BIRTH AS DEATH
Imagine if you could talk to a baby in the womb and explain its unity with the mother. How this cord of belonging gives it life. If you could then tell the baby that this was about to end. It was going to be expelled from the womb, pushed through a very narrow passage finally to be dropped out into vacant, open light. The cord that held it to this mother-womb was going to be cut, and it was going to be on its own forever more. If the baby could talk back, it would fear that it was going to die. For the baby within the womb, being born would seem like death. Our difficulty with these great questions is that we are only able to see them from one side. In other words, we can only see death from one side. Many have had the experience, but nobody has come back to tell us about it. Those who have died stay away; they do not return. Therefore, we cannot actually see the other half of the circle that death opens. Wittgenstein summed it up very nicely when he said, “Death is not an experience in one’s life.” It cannot be an experience because it is the end of the life in which and through which all experience came to you.

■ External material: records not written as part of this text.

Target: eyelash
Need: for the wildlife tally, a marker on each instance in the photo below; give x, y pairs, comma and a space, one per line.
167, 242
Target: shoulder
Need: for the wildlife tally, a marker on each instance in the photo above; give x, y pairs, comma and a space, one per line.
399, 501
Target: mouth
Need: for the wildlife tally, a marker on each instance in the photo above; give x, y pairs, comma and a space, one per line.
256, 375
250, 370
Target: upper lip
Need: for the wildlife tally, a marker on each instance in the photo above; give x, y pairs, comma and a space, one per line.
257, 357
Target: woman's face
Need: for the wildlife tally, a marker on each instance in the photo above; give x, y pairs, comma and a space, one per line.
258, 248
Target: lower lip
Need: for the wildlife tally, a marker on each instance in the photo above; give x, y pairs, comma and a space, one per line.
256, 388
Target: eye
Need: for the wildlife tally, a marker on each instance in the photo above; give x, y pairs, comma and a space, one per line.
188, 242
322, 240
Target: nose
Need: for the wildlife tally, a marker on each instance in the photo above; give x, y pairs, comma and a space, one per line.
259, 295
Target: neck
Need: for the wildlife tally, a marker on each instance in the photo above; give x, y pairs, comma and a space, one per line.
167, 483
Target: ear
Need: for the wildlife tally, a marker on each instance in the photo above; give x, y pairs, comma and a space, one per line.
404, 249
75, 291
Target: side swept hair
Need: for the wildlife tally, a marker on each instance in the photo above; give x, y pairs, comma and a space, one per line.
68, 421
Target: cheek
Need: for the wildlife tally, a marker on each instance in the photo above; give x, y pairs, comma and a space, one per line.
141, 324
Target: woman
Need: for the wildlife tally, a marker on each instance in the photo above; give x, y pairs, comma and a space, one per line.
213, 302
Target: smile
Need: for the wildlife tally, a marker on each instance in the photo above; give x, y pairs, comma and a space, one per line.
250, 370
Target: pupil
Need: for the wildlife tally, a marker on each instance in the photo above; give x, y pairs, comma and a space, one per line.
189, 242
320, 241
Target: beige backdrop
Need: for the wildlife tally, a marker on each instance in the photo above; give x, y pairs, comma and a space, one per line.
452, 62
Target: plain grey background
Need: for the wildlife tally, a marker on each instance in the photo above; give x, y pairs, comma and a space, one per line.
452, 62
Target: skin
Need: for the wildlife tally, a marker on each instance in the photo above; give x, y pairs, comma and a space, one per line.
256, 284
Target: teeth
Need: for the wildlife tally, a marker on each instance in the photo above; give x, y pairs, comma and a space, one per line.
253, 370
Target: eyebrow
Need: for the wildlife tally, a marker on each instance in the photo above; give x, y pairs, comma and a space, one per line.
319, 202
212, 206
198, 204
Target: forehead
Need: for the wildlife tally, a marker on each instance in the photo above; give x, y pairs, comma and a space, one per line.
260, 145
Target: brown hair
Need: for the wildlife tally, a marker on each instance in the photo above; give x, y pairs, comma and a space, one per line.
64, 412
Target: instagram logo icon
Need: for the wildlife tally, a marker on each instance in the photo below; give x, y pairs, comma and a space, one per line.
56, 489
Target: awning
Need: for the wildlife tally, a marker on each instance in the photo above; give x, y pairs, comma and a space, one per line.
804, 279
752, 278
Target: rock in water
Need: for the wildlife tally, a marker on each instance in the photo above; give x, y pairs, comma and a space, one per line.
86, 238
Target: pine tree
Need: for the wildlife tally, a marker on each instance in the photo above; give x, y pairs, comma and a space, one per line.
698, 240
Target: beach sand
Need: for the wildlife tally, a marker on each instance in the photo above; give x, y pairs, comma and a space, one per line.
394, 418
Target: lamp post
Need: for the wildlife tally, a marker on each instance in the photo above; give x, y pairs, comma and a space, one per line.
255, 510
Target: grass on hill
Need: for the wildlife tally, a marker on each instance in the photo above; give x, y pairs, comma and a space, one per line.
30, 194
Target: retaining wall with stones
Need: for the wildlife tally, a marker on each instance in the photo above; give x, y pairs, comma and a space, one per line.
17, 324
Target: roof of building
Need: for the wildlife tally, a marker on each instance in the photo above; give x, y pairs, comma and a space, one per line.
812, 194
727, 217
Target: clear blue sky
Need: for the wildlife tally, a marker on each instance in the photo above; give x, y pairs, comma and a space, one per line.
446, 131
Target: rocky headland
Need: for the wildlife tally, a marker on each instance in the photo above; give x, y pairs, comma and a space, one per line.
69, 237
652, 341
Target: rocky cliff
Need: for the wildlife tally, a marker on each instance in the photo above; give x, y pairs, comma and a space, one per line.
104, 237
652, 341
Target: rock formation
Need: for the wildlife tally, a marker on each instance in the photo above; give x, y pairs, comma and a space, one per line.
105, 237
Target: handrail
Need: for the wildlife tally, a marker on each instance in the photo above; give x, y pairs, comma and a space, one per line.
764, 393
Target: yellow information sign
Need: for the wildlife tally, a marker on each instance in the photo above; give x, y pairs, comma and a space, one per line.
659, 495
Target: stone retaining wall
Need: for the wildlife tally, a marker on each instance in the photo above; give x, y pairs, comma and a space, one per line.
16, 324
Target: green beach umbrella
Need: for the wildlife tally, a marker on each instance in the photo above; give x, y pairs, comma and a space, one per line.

I like to imagine that death is about rebirth. The soul is now free in a new world where there is no more separation or shadow or tears. A friend of mine lost a son who was twenty-six years of age. I was at the funeral. Her other children were all there as the coffin was lowered into the grave. A terrible wail of sadness rose up from the brothers and sisters. She put her arms around them and said, “Nà bigí ag caoineadh, níl tada dhó thios ansin ach amháin an clúdach a bhí air”—that is, “Let ye not be crying because there is nothing of him down there, only the covering that was on him in this life.” It is a lovely thought, a recognition that the body was merely covering and the soul is now freed for the eternal.